Puasa bukanlah hal baru bagi saya. Keluarga saya, dari nenek saya yang ibunya orang Jawa, sudah terbiasa berpuasa. Ya, puasa weton, juga puasa Senin-Kamis. Kebetulan keluarga besar saya juga campuran (ada yang Islam, Kristen, Katolik), jadi saya juga sudah terbiasa dengan ritual Idul Fitri.

Waktu kecil saya sering bangun jam 3-4 pagi untuk makan, padahal saya tidak puasa. Tapi enaknya, bangun pagi, makan, lalu tidur lagi, bangun sarapan lagi.

Seperempat abad untuk menikmati perbedaannya

Kemudian ketika saya menikah, dan suami saya sedang berpuasa, saya tidak langsung berpuasa. Biasanya dulu ada pembantu yang menyiapkan makanan, dan saya hanya bangun menemaninya duduk di meja makan, tapi tidak ikut puasa. Saya juga berpuasa, tapi hanya beberapa hari saja. Rupanya putri saya ‘mengikuti’ saya, bangun pagi, makan, tapi keesokan paginya sarapan.

Saat itu aku lebih memilih sibuk menyiapkan hidangan buka puasa, dan sibuk melakukan kegiatan buka puasa bersama teman-teman. Hingga suamiku bercanda: “Siapa yang puasa, siapa yang puasa sana sini?”

Kami sepakat untuk tetap memegang keyakinan masing-masing. Egois? Mungkin sebagian orang akan berkata demikian. Namun bagi kami, memilih agama adalah urusan pribadi.

Ya, karena saya juga sering menjadi koordinator acara buka puasa bersama dengan berbagai komunitas, seperti teman sekolah, teman kerja di perusahaan lama saya, dan lain sebagainya.

Beberapa tahun terakhir ini saya mulai rajin berpuasa, ya puasa weton, juga puasa Senin-Kamis, puasa menjelang Paskah, dan mengikuti puasa Ramadhan. Nah, berbeda dengan rutinitas puasa lainnya yang tidak disertai sahur, puasa Ramadhan memang jauh lebih “menantang”, apalagi harus bangun jam 3 pagi dan harus makan. Karena puasa lainnya, saya tidak pernah sahur.

Tantangan lain dalam menjalani Ramadhan 3 tahun terakhir adalah di rumah saya tidak ada pembantu yang menginap, artinya tidak ada yang menyiapkan makanan. Namun hal ini sepertinya menjadi kekhawatiran baru bagi saya.

Seru? Ya, karena aku tidak kokicuma bisa masak seadanya, tapi enaknya bisa masak di dapur, rasanya begitu menyegarkan. Jadi menyiapkan makanan untuk sahur juga semacam itu menyegarkan untuk saya.

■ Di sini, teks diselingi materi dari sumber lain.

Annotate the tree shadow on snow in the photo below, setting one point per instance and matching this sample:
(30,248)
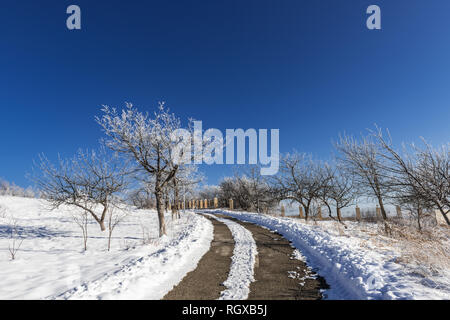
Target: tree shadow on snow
(29,232)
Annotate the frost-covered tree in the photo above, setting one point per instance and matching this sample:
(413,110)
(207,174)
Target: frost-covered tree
(338,190)
(148,141)
(364,161)
(420,175)
(88,180)
(300,179)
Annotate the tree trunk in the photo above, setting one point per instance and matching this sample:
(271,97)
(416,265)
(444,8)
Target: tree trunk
(338,212)
(306,212)
(160,209)
(383,211)
(445,216)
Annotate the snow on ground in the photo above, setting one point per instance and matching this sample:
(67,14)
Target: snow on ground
(51,262)
(242,262)
(356,262)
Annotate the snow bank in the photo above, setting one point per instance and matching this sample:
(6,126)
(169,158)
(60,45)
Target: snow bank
(52,264)
(242,262)
(352,269)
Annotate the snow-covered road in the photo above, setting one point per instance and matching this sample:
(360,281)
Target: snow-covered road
(243,262)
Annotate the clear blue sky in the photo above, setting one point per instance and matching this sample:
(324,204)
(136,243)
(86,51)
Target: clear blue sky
(310,68)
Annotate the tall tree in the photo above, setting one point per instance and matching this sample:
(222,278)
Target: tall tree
(148,141)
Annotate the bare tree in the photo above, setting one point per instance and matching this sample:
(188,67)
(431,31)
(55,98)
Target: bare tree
(183,181)
(81,218)
(363,160)
(338,190)
(15,240)
(87,180)
(301,179)
(148,141)
(421,176)
(115,217)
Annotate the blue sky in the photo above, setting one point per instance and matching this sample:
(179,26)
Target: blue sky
(310,68)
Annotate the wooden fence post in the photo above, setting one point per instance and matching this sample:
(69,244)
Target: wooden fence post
(319,213)
(300,211)
(378,210)
(358,213)
(399,212)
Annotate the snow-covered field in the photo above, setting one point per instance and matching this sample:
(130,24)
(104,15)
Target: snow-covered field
(358,262)
(51,262)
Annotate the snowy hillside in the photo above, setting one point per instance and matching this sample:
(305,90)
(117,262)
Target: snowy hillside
(51,262)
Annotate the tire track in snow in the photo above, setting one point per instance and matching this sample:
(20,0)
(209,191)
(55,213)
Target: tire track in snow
(242,262)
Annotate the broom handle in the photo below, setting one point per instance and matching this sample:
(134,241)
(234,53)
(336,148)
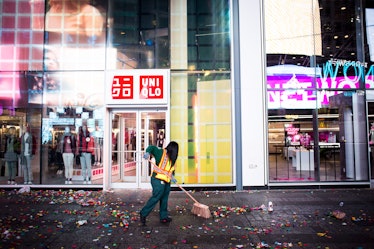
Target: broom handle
(154,165)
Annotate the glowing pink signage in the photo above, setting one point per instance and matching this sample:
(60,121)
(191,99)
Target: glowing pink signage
(298,90)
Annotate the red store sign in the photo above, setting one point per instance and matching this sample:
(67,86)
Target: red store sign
(137,86)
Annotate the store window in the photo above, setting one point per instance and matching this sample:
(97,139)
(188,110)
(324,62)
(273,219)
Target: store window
(316,75)
(201,97)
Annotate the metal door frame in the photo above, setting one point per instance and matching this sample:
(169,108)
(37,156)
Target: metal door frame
(108,184)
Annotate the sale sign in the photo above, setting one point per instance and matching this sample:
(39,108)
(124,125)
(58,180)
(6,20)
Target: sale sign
(137,87)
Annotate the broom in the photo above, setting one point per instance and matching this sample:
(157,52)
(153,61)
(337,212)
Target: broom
(198,209)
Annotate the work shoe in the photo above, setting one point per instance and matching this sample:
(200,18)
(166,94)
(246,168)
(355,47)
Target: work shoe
(142,220)
(166,220)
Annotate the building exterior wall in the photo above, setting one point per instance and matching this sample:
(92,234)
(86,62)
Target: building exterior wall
(251,103)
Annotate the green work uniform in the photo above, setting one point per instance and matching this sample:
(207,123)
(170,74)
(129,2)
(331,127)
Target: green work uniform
(160,189)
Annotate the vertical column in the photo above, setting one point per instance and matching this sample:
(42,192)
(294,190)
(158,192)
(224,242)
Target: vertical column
(178,82)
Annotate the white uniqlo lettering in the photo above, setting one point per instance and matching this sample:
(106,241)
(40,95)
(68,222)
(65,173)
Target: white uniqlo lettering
(116,88)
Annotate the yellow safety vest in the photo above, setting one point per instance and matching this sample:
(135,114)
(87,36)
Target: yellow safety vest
(164,170)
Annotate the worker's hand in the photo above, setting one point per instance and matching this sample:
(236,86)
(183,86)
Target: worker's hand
(146,156)
(173,180)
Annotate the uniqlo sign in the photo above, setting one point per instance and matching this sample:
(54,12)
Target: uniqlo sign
(123,87)
(137,86)
(151,87)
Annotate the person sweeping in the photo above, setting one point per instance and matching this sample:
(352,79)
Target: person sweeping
(162,175)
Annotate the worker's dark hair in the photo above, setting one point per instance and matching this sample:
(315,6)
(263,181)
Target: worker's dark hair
(172,151)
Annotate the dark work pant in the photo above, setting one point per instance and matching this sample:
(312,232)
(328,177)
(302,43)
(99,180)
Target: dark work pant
(160,193)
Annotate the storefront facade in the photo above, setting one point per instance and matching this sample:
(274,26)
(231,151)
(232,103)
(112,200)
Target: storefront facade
(256,93)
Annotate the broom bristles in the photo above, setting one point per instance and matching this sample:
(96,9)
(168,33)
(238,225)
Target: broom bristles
(201,210)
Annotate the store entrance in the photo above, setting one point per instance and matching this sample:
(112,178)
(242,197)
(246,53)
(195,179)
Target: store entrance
(132,132)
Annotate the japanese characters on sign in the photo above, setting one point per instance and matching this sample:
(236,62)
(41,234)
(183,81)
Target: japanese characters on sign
(137,87)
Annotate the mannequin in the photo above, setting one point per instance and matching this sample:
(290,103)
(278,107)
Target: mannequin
(11,154)
(68,148)
(98,146)
(85,156)
(26,155)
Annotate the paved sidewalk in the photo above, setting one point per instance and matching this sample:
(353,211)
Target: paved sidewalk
(97,219)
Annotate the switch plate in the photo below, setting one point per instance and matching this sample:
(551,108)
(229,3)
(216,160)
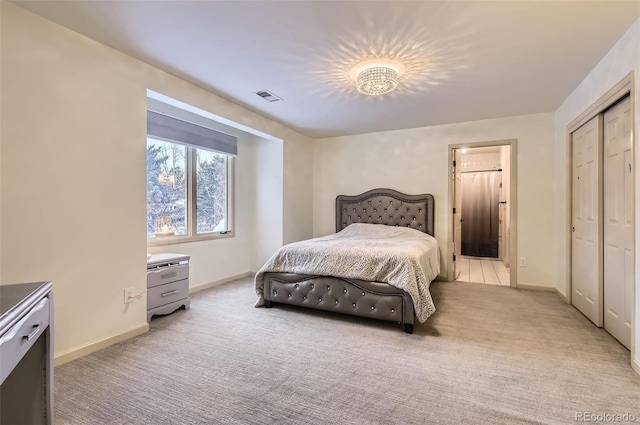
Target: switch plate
(128,295)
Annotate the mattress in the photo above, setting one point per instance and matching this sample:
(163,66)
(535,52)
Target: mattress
(399,256)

Agar tidak ribet, saya menyiapkan hidangannya di malam hari. Biasanya pulang kerja saya mulai memasak sekitar jam 9 malam, sesuatu yang sederhana, seperti tumisan. Lalu ikannya bisa telur, ayam, juga tahu, tempe. Jadi besok kalau bangun tidur, hangatkan saja sebentar. Masakan sederhana dan mudah untuk menu sahur.

Rangkullah perbedaan dengan santai

Kekhawatiran saya yang lain di bulan Ramadhan adalah membeli oleh-oleh Idul Fitri untuk anggota keluarga. Di awal puasa, biasanya saya menuliskan daftar nama dan apa yang ingin saya berikan.

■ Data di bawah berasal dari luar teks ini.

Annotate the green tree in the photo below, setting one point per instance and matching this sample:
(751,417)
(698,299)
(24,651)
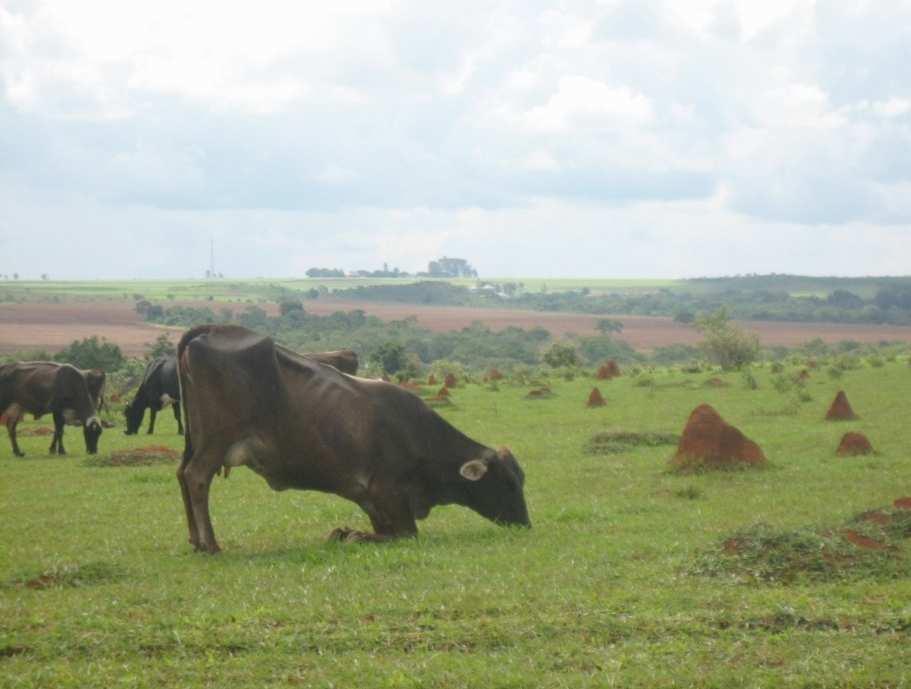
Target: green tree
(162,346)
(559,355)
(290,306)
(390,357)
(92,353)
(725,343)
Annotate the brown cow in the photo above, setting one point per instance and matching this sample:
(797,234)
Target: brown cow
(301,424)
(41,387)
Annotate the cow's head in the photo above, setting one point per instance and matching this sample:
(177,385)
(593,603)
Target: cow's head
(91,431)
(133,412)
(494,485)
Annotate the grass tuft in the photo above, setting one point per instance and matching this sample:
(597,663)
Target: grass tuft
(616,442)
(761,553)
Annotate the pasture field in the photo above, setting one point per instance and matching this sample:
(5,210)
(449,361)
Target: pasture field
(98,586)
(231,289)
(53,326)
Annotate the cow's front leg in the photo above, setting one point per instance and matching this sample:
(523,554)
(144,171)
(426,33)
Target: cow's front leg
(195,479)
(391,519)
(57,440)
(11,422)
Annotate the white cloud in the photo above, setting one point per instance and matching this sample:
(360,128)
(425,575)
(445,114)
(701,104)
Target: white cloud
(459,125)
(583,102)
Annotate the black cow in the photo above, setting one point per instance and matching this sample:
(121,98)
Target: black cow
(302,424)
(41,387)
(159,388)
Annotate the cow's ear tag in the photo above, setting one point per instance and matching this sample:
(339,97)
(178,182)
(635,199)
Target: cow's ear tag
(473,470)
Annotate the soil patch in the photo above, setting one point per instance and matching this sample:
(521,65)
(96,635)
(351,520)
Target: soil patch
(854,444)
(55,326)
(493,374)
(708,442)
(840,409)
(40,431)
(137,456)
(71,575)
(715,383)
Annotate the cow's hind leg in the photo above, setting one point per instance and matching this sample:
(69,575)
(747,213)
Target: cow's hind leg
(187,504)
(196,478)
(176,406)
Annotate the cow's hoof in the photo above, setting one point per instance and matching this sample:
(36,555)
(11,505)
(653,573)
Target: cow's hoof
(340,535)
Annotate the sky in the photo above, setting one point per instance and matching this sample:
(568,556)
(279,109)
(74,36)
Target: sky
(623,138)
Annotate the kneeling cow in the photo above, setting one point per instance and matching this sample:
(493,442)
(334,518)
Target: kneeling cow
(301,424)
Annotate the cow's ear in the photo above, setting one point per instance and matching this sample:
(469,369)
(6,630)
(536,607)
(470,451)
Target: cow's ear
(473,470)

Suatu ketika saya membelikan jilbab/jilbab untuk mertua saya. Ketika saya berada di toko, saya mencobanya hanya untuk bersenang-senang dan mengambil foto saya penempatan di media sosial. Sehingga menimbulkan sedikit kehebohan di kalangan teman-teman yang melihatnya.

(Sastra Ramadhan: Mereka yang Menilai Islamku)

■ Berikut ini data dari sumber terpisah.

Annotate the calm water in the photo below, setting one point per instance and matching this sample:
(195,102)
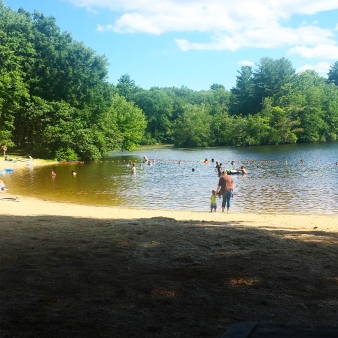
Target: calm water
(272,186)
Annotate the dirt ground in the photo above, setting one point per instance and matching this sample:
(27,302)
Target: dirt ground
(64,276)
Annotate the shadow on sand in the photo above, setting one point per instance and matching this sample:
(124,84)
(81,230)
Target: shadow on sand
(158,277)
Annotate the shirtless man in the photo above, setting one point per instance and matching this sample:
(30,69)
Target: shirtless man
(226,189)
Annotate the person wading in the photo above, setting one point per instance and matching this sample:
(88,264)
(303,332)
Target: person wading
(225,189)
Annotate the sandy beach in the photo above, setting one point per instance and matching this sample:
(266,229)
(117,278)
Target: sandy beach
(83,271)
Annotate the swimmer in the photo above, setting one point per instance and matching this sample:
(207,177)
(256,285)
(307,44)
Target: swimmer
(243,170)
(2,185)
(213,201)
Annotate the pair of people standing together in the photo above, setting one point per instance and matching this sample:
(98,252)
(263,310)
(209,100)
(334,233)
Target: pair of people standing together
(225,189)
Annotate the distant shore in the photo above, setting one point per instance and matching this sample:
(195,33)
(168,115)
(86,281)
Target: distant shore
(23,162)
(28,206)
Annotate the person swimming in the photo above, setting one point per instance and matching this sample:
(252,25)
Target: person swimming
(2,186)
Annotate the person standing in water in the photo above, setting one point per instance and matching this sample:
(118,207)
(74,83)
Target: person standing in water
(213,201)
(225,189)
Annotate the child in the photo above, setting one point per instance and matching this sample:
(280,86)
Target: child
(2,186)
(213,204)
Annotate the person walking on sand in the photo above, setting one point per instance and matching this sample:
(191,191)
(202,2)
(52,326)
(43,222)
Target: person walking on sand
(4,149)
(225,189)
(213,201)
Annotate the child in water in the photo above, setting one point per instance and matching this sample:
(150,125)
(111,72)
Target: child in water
(2,186)
(213,203)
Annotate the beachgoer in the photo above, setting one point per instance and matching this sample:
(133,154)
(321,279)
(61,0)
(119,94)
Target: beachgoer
(243,170)
(4,149)
(225,189)
(2,185)
(219,168)
(213,201)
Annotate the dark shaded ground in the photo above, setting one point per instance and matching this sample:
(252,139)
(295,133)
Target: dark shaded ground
(71,277)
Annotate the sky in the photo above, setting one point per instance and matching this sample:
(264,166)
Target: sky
(196,43)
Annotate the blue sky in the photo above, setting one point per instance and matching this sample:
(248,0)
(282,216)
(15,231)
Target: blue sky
(196,43)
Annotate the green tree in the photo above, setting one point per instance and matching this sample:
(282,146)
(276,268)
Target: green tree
(269,78)
(242,94)
(157,107)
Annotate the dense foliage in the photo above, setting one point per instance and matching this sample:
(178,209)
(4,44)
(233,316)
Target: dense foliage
(56,102)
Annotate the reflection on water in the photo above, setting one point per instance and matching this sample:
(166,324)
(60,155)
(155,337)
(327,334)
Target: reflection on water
(272,185)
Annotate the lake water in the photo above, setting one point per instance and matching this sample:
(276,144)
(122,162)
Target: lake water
(272,186)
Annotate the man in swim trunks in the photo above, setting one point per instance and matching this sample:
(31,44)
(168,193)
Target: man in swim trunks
(225,188)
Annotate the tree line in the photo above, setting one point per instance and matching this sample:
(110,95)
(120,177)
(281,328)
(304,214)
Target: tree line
(56,100)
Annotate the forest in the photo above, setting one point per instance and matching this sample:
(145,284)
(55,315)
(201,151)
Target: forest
(56,101)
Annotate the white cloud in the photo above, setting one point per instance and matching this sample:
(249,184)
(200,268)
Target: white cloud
(245,63)
(329,52)
(230,24)
(321,68)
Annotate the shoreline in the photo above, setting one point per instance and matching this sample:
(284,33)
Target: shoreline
(30,206)
(34,206)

Yang pasti rutinitas itu membuat pengetahuan saya tentang keingintahuan lebaran cukup lengkap. Bahkan terkadang saya menyempatkan diri untuk menemani saudara atau teman dari luar kota yang ingin berbelanja kebutuhan lebaran. Thamrin City atau Pasar Mayestik, dua tempat favorit saya.

Biasanya saya bisa belanja setengah hari untuk lebaran. Dan jangan heran, setiap tahunnya saya selalu membeli gamis untuk dipakai saat lebaran dan selalu saya pakai hanya sekali saja. Dan tahun berikutnya beli lagi. Setiap tahun muncul model gamis baru, itulah yang akan saya katakan jika suami saya protes.

Menjalani perbedaan dengan santai, menikmati setiap momen, itulah yang kami lakukan. Dengan cara sederhana ini kita belajar arti mengalami perbedaan dan keberagaman dalam keluarga kecil kita.

Tahun ini saya berharap bisa berpuasa sebulan penuh. Dan karena perbedaan itu (mungkin) kami punya lebih banyak cerita dibandingkan yang lain. Itu menyenangkan dan sangat berharga. —Rappler.com

Elisawati Ventura adalah seorang ibu, penulis dan wanita karir. Pekerjaan sehari-harinya adalah sebagai pakar media dan media sosial di Inmark Digital. Dia dapat ditemukan di Twitter @BundaVE.

Artikel ini adalah bagian dari Cerita Ramadhan. Sebelumnya diterbitkan di blog pribadi penulis vlisa.com.